Despite its solutions, and the rise of services like Audible and other subscription-based audiobook providers in recent years, it seems that there still exists a void created by the joys of handling paperback. 

It should be first noted that in terms of the problem, I consider audiobooks as more of an alternative than exactly a substitution for the true issue at hand. An actual solution would likely be beyond my circle of immediate influence. 

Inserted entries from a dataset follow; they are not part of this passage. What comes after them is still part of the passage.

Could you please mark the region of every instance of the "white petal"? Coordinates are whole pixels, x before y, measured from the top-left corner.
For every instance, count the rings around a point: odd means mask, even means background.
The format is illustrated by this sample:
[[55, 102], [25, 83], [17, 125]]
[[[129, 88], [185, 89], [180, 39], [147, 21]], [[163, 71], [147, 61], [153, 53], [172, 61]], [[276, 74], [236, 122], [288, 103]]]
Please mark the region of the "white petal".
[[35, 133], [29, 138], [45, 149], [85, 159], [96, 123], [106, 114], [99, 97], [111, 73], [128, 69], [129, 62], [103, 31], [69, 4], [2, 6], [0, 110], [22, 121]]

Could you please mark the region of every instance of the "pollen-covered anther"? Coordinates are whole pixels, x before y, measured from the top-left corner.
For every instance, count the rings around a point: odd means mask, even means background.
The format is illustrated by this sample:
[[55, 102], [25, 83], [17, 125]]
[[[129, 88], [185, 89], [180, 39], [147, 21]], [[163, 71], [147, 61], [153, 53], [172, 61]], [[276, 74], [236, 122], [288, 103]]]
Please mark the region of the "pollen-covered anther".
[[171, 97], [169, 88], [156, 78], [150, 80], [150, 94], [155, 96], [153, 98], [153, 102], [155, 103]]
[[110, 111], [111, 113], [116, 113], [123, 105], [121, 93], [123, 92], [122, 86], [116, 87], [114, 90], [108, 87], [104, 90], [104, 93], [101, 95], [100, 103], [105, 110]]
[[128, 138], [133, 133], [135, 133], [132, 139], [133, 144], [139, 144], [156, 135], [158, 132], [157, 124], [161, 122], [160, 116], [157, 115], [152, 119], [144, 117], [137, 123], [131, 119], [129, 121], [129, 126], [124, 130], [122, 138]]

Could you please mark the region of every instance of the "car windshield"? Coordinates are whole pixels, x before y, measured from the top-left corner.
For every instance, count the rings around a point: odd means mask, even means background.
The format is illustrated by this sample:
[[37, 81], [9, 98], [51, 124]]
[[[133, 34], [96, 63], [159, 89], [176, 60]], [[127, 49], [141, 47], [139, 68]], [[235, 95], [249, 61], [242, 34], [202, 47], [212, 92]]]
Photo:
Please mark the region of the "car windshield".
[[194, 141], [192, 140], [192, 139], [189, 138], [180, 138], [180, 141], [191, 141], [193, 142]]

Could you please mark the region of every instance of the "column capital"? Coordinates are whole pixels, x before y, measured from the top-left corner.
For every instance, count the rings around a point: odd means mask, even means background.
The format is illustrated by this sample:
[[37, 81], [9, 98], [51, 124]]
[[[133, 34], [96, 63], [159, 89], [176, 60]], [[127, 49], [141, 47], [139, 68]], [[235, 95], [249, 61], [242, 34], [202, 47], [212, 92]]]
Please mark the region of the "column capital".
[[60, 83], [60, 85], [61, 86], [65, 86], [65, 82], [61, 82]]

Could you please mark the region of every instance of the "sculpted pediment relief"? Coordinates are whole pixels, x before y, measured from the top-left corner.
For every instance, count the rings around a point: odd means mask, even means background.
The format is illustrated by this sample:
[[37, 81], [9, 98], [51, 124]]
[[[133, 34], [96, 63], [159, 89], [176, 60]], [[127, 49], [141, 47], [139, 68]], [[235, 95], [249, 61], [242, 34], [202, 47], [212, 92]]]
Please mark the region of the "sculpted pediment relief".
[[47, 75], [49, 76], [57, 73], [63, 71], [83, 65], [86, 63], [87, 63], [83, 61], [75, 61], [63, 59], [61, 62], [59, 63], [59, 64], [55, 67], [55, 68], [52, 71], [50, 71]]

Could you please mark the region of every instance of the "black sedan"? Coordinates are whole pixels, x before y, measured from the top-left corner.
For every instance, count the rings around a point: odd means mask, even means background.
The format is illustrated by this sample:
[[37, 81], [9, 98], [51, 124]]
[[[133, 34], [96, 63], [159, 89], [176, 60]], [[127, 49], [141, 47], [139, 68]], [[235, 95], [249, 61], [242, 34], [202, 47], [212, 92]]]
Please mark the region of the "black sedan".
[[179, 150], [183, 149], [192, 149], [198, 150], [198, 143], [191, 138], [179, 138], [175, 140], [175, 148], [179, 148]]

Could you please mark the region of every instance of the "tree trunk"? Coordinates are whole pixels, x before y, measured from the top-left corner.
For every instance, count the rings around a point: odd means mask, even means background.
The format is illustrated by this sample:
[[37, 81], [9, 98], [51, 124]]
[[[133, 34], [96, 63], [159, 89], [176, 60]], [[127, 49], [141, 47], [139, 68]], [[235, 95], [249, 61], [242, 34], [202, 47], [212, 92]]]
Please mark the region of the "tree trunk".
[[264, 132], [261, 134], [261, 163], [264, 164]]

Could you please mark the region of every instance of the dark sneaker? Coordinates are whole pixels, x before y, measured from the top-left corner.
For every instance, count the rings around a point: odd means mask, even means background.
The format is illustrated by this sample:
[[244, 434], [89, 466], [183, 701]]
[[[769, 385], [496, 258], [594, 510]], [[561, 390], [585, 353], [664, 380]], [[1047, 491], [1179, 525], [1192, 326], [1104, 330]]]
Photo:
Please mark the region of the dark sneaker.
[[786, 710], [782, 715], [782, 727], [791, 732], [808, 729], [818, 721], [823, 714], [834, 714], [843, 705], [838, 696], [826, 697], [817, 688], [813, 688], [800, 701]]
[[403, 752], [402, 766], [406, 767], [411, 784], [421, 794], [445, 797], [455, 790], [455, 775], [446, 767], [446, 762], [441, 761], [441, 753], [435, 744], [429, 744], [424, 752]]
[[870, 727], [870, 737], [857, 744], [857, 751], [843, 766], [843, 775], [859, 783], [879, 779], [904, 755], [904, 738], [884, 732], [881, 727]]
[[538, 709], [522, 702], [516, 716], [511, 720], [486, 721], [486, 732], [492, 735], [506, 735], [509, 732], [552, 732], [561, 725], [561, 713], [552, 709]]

Audiobooks are a somewhat an antithesis of the reading experience. I (evidently) consider reading as a private ordeal, where transferred ideas confront the reader — beliefs, tendencies to scribble, the tides of being put it down with ease or thrown across the room — by actively reading someone else’s words in their own voice. As your own words. Audiobooks carry a sort of sensation by nature of their novelty — with great works able to be dictated to you by celebrities, or being able to speed up or slow down audio by the number of ‘Hours Left’. 

However, at the end of the day, its kiwis and pomegranates. What it really comes down to is creating the atmosphere and time for my style of reading, and being at peace what in the end I can or can’t read. University takes up time, it’s the truth — and one not worth denying. And so if you’re finding it hard to get the pages in or haven’t had the chance to read anything non-academic this term — don’t be hard on yourself! It’s never too late to “come as you are,” making those little steps of progress to where you want to be. It almost feels as if reading is an act of service to others, not only of your self-interest; I find calling it an activity with an underlying sense of generosity helps me to get where I want to be. 

A younger self might have resisted the idea of listening to audiobooks out of a necessity, possibly a stubbornness from childhood of believing things should remain the same as they were. But I’m starting to like them a lot. I’ve started slow — buying (or using credits for) predominantly non-fiction on Audible, and it might be that I branch out to my first fiction audiobook (hopefully, a comedy — I mean it, I need the recommendations) soon. But I have started to appreciate audiobooks for what they are. So this week’s news: I have started listening to audiobooks (and I forgot to celebrate World Book Day).